DESCANSE EM PAZ (REST IN PEACE)



Mainly since the 19th century, a romantic overflow is quite evident, by which the representations of death are associated to the Kitsch universe; a trend that from that moment on has been strengthened.
The diverse aspects of mortuary Kitsch develop inexorably from cemetery to cemetery, throughout all corners of this planet. A distinctive feature of the Catholic cemetery - although not exclusively -, an ever emerging overflow of a caramelized Death, sweetened with cascading sentiment, passes before our eyes; a travesty of Death as life; an occult, adulterated and veiled Death. This stance is sustained mainly by the rewarded efforts of intrepid funerary entrepreneurs and by a fervours response of passive and grief-stricken customers.Restricting ourselves to the European paradigm, we can observe in our cemeteries a forest of realistic and "painful" statues, of mortuary chapels, temples, monuments, galleries, modern dolmens and menhirs.In contrast with a past where Death carried in itself a certification of the highest manifestations of civilization, as is the particular case of the Etruscan necropolises or that of the massive pharaonic tombs of Ancient Egypt, our present days privilege a domestic and camouflaged Death.

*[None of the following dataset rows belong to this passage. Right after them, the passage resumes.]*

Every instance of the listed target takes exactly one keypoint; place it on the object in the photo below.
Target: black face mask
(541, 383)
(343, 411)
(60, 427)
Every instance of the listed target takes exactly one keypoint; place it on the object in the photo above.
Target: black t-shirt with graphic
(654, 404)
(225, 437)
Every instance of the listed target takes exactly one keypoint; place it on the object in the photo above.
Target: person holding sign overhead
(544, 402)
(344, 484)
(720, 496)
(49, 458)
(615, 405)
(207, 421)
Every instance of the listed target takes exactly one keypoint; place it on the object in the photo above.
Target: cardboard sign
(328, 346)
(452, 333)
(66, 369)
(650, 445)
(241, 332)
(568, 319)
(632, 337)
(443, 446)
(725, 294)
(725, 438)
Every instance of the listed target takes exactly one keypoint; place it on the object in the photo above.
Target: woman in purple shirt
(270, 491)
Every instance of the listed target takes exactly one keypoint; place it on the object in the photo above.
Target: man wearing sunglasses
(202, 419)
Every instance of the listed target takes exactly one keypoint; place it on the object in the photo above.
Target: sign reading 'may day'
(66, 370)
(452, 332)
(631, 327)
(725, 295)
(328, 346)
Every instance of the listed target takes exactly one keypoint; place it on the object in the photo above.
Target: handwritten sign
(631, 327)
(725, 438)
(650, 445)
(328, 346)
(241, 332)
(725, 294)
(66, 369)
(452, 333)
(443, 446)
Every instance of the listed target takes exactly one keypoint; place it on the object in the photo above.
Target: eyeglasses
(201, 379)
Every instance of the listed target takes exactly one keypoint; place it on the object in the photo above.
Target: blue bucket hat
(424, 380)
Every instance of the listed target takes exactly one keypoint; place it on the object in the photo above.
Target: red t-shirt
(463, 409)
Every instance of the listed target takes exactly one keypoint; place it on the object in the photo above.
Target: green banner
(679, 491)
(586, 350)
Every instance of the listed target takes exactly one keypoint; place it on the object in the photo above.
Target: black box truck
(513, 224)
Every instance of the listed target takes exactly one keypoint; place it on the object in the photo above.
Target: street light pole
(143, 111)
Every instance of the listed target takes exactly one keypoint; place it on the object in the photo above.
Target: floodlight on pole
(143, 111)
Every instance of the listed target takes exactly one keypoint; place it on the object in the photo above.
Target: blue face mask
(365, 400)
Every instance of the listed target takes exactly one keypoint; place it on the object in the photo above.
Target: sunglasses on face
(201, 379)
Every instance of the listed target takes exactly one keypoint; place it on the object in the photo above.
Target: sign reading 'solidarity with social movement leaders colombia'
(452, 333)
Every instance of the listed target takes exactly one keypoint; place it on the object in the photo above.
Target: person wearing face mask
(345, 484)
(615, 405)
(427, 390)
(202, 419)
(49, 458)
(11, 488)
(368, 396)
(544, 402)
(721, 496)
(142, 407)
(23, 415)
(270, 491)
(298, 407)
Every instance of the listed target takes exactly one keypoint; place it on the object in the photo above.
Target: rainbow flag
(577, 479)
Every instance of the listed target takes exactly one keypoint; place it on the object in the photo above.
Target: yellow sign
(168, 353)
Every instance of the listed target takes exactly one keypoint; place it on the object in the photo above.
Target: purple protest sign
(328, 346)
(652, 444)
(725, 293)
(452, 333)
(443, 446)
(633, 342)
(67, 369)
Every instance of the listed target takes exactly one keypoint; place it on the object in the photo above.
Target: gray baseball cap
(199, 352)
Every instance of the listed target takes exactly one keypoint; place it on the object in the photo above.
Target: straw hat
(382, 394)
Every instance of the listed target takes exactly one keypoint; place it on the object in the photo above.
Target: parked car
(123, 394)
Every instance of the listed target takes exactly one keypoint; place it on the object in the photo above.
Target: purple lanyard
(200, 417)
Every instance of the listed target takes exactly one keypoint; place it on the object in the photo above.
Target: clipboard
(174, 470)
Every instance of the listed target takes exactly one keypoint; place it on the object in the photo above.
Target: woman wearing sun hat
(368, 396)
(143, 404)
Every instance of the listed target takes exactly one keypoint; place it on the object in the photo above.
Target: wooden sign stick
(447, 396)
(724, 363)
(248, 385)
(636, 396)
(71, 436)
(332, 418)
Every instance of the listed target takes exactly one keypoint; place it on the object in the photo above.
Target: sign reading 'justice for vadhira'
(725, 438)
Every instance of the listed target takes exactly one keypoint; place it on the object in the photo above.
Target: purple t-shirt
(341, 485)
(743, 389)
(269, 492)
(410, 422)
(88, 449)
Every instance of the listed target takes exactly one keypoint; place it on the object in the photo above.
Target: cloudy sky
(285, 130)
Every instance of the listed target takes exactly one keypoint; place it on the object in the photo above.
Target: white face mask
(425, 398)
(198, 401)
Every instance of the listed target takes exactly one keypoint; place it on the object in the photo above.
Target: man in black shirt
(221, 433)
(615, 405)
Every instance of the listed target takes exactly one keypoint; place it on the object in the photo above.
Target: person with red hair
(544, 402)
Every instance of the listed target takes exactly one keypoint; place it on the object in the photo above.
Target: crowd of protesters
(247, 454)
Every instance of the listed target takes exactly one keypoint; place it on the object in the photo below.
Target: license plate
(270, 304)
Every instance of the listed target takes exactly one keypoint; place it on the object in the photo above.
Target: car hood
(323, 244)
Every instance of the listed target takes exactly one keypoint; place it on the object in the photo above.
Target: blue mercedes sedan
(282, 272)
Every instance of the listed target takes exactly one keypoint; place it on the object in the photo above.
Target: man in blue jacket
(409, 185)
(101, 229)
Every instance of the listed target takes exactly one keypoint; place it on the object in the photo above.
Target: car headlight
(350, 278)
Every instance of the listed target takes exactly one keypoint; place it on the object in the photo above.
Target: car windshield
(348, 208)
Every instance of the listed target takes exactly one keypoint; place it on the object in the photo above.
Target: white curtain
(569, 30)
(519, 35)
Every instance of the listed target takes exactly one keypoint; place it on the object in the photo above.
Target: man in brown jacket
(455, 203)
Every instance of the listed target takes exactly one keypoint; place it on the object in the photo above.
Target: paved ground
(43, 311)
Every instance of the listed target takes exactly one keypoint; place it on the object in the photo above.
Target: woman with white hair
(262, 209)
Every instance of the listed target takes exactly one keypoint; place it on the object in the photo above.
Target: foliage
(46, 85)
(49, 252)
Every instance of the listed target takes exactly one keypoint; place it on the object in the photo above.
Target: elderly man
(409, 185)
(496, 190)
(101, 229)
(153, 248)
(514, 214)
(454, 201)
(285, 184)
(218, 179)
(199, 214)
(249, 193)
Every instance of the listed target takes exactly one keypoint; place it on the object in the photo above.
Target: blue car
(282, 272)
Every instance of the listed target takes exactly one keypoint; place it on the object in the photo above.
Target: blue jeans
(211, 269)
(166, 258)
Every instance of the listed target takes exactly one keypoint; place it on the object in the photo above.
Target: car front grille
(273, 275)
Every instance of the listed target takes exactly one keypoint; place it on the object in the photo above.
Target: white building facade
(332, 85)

This remark is evident from the innumerable "works of art" that day in day out flourish in our cemeteries, as if praising to commiseration and self-pity, and as a continuous emotional blackmail to the world of the living. An undoubtedly Kitsch stance.We can allude to some examples of tombs found in the Père-Lachaise, in Paris: Croce-Spinelli and Sivel, Victor Noir, Raspail, among so many others.